Updated: May 29, 2019 12:11:06 am
Depicting two men in close embrace, including the artist himself, when Bhupen Khakhar’s oil Two Men in Benares was first exhibited at Chemould Gallery in 1986, it created quite a stir. Among the artist’s earliest coming-out paintings, there were several protests against the 1982 canvas, forcing gallerist Kekoo Gandhy to reportedly remove it from display.
Purchased by Swiss collectors Guy and Helen Barbier in 1986, the seminal work will come under the hammer for the first time at Sotheby’s auction in London on June 10. Featuring 30 works from the collection of the Swiss couple, the Khakhar is estimated to fetch £450,000-600,000, and is perhaps the most important work by the artist to come for auction, ever since De-Luxe Tailors — from the collection of artist Howard Hodgkin — set a world record for the Baroda artist at £1.1 million in 2017. “Two Men in Benares is a seminal work, both for the context it was made in and its powerful and complex imagery. In equal parts it is subversive, sensual and sentimental,” says Ishrat Kanga, Specialist in Modern and Contemporary South Asian Art and Head of Sale, Sotheby’s, in a statement.

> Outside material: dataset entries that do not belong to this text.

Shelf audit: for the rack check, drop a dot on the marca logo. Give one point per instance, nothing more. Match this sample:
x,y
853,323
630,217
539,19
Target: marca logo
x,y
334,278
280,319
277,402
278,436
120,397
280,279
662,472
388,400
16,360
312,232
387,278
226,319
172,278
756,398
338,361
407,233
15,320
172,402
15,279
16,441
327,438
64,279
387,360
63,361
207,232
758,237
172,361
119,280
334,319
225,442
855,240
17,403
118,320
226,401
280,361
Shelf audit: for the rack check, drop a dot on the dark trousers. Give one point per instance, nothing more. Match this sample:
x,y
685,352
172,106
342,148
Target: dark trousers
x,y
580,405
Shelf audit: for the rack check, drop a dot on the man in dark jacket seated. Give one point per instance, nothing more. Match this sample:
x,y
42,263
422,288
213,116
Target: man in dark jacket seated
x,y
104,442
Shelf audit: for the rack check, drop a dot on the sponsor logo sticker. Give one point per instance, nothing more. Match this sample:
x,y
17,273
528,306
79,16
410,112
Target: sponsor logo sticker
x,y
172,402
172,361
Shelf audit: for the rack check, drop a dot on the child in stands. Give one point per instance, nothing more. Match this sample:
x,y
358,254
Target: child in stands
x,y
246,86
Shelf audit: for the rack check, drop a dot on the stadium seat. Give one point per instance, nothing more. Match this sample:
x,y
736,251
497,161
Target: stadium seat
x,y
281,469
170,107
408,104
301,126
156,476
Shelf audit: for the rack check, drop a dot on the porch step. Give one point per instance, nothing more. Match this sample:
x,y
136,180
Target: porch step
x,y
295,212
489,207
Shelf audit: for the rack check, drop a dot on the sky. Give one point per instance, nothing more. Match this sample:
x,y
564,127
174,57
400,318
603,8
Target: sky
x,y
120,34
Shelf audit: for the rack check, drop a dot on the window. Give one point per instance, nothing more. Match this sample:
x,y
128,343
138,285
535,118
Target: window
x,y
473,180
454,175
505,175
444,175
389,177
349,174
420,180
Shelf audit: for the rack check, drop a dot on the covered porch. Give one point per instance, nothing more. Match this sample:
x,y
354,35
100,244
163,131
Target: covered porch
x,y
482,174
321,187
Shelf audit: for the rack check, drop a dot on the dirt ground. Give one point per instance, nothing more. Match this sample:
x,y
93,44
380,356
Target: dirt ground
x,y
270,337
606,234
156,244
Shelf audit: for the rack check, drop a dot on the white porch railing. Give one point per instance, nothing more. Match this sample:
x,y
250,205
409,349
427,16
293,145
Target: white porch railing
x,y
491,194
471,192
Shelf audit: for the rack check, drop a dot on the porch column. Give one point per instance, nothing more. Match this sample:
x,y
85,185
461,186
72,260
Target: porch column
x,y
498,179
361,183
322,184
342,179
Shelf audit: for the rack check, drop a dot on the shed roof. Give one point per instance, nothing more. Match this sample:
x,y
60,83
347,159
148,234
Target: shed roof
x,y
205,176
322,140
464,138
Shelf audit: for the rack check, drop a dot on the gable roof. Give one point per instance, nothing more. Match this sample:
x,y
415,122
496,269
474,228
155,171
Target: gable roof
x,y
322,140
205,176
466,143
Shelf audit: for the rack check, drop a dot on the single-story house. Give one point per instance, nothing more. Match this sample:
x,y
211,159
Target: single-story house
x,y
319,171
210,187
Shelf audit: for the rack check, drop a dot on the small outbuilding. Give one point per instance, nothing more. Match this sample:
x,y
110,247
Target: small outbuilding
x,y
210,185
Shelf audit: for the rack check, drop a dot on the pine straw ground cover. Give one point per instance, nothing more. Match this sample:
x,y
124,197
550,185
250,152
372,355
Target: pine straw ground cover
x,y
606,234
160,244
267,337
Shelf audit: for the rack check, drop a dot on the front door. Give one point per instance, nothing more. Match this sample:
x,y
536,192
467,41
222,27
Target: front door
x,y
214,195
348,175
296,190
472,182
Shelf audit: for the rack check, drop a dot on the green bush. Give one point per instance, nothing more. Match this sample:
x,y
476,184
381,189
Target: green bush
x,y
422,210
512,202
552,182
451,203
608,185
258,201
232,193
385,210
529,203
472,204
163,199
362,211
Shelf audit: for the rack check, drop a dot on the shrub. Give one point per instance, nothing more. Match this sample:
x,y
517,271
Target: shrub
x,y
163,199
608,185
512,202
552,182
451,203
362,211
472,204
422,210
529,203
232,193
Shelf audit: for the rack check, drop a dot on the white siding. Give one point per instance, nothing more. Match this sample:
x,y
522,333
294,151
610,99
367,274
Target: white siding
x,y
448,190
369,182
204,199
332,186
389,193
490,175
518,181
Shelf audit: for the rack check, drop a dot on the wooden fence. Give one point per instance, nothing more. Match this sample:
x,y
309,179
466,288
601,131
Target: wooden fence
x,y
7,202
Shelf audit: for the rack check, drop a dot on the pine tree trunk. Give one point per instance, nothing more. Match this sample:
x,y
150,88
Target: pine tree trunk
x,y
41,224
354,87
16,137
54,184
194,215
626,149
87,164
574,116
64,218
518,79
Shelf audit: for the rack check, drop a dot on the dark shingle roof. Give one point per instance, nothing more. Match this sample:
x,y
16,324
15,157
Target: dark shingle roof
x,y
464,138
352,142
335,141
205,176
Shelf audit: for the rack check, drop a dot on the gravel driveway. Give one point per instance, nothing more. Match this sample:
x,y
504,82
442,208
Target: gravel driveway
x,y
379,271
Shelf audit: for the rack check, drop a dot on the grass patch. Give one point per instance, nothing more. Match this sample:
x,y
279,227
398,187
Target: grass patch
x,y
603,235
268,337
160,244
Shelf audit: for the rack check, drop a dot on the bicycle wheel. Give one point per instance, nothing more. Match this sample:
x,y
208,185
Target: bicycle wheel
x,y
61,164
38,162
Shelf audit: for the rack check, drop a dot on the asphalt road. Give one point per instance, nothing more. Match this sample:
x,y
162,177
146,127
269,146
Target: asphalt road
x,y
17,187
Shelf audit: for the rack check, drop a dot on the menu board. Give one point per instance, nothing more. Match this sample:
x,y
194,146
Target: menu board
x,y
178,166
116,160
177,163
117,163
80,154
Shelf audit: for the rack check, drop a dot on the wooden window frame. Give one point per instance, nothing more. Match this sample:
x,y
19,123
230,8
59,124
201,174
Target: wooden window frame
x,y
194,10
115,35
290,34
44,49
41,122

The lots on auction also include several other significant works of the modernists. If Ram Kumar’s 1953 Untitled (Man and Woman Holding Hands) oil on board, estimated £220,000-280,000, we are told, was originally intended as a gift from the artist to his wife, in another 1967 work titled Varanasi, Kumar paints the city in sombre shades. In bright shades, MF Husain’s 1978 oil Umbrella VII, from ‘Portrait of an Umbrella’ series, has a village woman covered by an umbrella, and Tyeb Mehta’s 1967 Sitting Figure comments on human sufferings. “The Barbiers were pioneering for their time, collecting in the ’80s in a field of Indian art that few westerners sought. Their works are historic, exciting and fresh,” says Yamini Mehta, Deputy Chairman, Indian and South Asian, Sotheby’s.